Kunsthalle Tübingen is an art museum in the university town of Tübingen, Baden-Württemberg, Germany.

It was founded (and the erection of its building financed) in 1971 by Paula Zundel and Dr. Margarethe Fischer-Bosch, daughters of the industrialist Robert Bosch (founder of Robert Bosch GmbH) in memory of painter Georg Friedrich Zundel, Paula Zundel's late husband.

The building was erected during the big northern expansion of Tübingen in the 1960s and early 1970s, when the Wanne district (a.o.) was built almost from scratch as a residential area on the town's (formerly) rural northern hills.

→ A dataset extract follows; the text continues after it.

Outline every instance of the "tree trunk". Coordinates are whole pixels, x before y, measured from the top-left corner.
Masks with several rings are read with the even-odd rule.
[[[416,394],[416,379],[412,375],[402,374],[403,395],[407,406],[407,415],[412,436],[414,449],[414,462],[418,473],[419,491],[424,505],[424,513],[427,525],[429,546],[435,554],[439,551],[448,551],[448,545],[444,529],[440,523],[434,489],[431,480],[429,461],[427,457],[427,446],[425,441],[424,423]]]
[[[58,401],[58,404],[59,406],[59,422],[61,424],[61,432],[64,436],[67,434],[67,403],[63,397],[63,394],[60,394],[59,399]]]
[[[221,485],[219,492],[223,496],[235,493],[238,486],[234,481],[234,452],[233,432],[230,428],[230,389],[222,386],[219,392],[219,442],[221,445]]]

For the first eleven years of its existence, it hosted mainly exhibitions of modern art and contemporary art. From 1982, it also frequently presented the works of painters of the classical modernity, e.g. Cézanne, Degas, Picasso, Renoir, Toulouse-Lautrec or Henri Rousseau, while keeping up the focus on modern art and contemporary art.

The first director of the Kunsthalle and, so far, for most of its existence, was Götz Adriani, from 1971 to 2005. His main theme was the leading role of the 19th century and early 20th-century French art for international modernity. Adriani managed to organize the first exhibitions in Germany of the works many of the French painters of the period of the late 19th and early 20th centuries at the Kunsthalle Tübingen. As for contemporary art, he was helpful in promoting the careers of artists such as George Segal (1972), Richard Hamilton (1974), and Claes Oldenburg (1975).

From 2006 to 2009, Martin Hellmond was the director at Kunsthalle. The current director (curator) is Dr. Nicole Fritz.

Since 2003, the museum is financed by a charitable non-profit foundation (before, it had been an institution of the city of Tübingen), consisting of private donations and the money of the Zundel family.